For a given dataset $p$, let $\text{AUC}{p, c}$ denote the corresponding area under the curve where $c = { \text{high}, \text{low} }$; then, compute the arithmetic mean of the area under the curve per class to obtain the corresponding score per dataset: $$ \text{AUC}p = (\text{AUC}{p,\text{high}} + \text{AUC}{p,\text{low}}) / 2. $$

These accuracy components were integrated into a single aggregate scores: $$ \text{SCORE} = \text{SCORE}{\text{max}} \cdot (\max(\text{COR}{p}, 0))^2 \cdot \text{AUC}{p} \cdot \exp(- T{\text{solution}} / (3 \cdot T_{\text{benchmark}})), $$ where $T_\text{solution}$ is the run time for deconvoluting the data in each plate, and $T_{\text{benchmark}}$ is the deconvolution time required by the benchmark dpeak implementation.

\clearpage

S2 Appendix {-}

L1000 Experimental Scheme The L1000 assay uses Luminex bead-based fluorescent scanners to detect gene expression changes resulting from treating cultured human cells with chemical or genetic perturbations [Subramanian 2017]. Experiments are performed in 384-well plate format, where each well contains an independent sample.
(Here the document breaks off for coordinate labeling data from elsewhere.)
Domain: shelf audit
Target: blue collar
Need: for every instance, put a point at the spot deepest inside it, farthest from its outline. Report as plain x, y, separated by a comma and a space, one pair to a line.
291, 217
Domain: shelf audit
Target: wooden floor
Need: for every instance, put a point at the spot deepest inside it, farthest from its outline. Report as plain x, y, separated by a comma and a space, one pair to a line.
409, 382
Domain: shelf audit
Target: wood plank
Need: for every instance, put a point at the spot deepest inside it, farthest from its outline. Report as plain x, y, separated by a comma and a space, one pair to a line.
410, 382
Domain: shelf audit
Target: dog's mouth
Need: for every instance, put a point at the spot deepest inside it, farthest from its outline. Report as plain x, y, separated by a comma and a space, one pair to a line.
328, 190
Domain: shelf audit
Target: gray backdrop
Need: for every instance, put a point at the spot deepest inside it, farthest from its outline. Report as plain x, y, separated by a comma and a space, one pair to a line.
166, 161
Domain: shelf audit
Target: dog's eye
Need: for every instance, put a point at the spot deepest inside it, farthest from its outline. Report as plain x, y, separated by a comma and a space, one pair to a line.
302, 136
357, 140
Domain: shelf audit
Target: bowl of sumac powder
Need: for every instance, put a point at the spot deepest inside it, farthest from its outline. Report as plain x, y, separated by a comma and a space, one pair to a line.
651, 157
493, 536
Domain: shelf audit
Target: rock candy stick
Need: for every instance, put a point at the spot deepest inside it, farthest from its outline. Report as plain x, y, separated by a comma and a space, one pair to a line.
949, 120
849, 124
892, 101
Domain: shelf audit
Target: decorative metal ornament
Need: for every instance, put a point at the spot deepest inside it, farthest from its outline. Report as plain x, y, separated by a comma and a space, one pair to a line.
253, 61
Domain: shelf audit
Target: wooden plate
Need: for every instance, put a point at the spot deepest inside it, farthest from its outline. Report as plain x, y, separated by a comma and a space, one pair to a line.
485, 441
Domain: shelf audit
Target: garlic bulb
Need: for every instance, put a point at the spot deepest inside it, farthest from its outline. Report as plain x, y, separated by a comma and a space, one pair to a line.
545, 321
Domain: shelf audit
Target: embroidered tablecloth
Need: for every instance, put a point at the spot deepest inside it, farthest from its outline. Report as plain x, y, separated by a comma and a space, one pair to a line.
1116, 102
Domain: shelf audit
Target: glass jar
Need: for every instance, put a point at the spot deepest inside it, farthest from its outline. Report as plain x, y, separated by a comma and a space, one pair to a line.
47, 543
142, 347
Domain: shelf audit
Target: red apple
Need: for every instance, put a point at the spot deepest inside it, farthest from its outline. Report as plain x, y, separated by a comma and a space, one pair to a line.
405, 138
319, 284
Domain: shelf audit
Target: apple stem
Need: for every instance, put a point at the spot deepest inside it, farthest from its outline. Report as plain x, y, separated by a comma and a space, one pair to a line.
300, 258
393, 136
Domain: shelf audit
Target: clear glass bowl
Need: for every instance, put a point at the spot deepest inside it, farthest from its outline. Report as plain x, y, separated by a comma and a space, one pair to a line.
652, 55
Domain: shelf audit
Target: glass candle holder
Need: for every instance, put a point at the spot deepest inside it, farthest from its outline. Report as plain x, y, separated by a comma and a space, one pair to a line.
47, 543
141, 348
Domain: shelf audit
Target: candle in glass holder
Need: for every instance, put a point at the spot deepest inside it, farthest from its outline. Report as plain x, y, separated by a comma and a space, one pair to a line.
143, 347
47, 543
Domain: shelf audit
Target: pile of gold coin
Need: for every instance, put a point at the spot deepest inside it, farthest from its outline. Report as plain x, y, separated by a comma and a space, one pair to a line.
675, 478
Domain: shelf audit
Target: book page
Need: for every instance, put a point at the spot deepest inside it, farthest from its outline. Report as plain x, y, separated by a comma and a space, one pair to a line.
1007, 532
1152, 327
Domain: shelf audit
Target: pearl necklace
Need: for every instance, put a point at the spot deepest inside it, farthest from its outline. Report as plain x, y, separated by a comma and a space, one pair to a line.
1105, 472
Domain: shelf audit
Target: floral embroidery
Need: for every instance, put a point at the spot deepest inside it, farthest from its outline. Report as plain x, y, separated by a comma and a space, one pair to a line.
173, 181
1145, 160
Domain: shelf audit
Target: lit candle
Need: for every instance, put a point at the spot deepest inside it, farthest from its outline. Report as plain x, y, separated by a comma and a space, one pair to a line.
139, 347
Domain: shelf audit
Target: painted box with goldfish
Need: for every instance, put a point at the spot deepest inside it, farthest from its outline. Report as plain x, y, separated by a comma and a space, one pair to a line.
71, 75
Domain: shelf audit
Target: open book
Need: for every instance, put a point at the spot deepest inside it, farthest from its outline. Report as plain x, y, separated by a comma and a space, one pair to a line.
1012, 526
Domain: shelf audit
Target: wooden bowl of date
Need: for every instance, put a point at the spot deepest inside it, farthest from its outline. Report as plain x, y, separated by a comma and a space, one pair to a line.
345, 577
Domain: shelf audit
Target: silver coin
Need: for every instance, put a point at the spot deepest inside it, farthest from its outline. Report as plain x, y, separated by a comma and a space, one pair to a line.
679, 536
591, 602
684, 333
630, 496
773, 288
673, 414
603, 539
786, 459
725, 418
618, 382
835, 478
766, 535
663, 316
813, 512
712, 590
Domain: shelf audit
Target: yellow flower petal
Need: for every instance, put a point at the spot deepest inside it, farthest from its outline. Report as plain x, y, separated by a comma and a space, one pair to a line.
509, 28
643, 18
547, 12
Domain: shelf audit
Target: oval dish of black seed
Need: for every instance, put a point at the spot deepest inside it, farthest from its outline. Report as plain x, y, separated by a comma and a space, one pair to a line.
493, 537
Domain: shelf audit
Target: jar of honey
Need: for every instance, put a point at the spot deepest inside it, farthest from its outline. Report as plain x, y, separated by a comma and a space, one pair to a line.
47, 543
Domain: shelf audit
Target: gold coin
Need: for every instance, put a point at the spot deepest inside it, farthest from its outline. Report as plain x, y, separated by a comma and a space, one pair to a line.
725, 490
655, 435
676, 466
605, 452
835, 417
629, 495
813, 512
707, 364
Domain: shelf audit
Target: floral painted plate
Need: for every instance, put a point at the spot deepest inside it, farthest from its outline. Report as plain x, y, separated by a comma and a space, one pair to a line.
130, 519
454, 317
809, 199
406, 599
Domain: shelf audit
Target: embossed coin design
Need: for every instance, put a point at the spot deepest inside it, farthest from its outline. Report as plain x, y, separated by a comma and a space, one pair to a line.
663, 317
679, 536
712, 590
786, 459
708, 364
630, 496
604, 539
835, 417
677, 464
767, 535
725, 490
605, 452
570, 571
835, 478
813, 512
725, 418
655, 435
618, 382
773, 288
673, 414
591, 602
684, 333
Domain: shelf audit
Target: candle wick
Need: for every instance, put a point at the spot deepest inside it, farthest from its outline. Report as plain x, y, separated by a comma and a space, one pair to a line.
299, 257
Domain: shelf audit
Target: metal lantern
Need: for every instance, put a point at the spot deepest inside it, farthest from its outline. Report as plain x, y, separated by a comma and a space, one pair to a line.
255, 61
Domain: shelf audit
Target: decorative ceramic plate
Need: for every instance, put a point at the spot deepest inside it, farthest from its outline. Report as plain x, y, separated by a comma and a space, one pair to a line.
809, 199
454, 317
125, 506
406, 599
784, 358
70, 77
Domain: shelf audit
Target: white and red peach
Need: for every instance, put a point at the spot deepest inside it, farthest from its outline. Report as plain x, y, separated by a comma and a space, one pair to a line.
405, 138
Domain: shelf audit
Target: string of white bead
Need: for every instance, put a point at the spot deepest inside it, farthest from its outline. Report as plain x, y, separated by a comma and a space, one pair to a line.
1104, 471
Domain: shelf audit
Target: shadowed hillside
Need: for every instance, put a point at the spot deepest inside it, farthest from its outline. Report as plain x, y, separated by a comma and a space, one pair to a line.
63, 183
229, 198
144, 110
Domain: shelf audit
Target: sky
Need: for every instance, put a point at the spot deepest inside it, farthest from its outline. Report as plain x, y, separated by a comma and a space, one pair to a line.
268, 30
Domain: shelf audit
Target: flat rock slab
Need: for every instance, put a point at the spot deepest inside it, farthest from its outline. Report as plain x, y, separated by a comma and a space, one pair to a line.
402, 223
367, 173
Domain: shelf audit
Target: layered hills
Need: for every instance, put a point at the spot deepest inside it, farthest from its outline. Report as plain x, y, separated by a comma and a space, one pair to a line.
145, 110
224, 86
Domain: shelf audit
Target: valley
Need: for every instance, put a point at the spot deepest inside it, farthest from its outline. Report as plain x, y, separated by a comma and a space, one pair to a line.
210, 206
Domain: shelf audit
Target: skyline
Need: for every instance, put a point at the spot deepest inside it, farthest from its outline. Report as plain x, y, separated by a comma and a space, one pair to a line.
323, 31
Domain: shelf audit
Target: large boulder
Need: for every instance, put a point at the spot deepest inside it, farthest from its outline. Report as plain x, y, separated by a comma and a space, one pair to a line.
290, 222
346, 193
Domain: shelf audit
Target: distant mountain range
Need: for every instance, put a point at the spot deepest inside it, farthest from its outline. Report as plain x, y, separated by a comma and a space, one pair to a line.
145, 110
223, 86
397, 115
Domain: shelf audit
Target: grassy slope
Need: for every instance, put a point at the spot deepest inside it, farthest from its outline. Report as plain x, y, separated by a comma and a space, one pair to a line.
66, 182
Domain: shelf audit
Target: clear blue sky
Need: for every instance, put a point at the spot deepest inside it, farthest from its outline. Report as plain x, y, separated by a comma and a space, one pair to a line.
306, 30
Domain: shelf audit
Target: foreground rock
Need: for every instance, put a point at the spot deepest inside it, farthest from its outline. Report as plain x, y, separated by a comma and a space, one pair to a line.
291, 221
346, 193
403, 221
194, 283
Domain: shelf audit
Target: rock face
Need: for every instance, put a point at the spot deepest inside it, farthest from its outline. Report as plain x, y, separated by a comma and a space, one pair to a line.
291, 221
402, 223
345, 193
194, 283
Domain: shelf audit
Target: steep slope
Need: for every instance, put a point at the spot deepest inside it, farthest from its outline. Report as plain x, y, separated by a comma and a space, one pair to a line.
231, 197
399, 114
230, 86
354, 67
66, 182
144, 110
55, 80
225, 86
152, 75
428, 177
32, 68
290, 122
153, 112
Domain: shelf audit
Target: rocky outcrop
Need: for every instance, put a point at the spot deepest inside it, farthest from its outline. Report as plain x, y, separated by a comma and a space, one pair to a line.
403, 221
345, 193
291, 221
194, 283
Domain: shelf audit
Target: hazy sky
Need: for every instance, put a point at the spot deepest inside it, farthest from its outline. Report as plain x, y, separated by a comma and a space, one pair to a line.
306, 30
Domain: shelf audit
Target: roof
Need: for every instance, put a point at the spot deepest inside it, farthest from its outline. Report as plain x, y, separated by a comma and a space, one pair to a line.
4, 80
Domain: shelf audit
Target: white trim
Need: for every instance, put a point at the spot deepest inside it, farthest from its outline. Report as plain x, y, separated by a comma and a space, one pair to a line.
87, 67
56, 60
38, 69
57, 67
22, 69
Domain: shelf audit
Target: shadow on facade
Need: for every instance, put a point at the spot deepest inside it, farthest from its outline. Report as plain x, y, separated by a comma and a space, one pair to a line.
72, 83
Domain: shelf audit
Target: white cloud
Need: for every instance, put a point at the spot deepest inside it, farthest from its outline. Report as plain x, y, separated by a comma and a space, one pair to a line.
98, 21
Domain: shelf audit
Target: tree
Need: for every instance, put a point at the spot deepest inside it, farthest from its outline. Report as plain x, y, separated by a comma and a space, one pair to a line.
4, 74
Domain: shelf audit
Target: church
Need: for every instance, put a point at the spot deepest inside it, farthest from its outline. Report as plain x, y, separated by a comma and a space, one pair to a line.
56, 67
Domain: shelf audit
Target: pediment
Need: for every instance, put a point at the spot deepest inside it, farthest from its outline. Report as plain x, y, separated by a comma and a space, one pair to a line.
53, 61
The Luminex scanner is able to distinguish between 500 different bead types, or colors, which CMap uses to measure the expression levels of 978 landmark genes using two detection approaches.

In the first detection mode, called $UNI$, each of the 978 landmark genes is measured individually on one of the 500 Luminex bead colors. In order to capture all 978 genes, two detection plates are used, each measuring 489 landmarks. The two detection plates’ worth of data are then computationally combined to reconstruct the full 978-gene expression profile for each sample.

By contrast, in the $DUO$ detection scheme two genes are measured using the same bead color. Each bead color produces an intensity histogram which characterizes the expression of the two distinct genes. In the ideal case, each histogram consists of two peaks each corresponding to a single gene. The genes are mixed in a 2:1 ratio, thus the areas under the peaks have a 2:1 ratio (see Figure 1), which enables the association of each peak with the specific gene. The practical advantage of the DUO detection mode is that it uses half of the laboratory reagents as UNI mode, and hence $DUO$ is and has been the main detection mode used by CMap. After $DUO$ detection, the expression values of the two genes are computationally extracted in a process called 'peak deconvolution.' See @subramanian2017next for more details.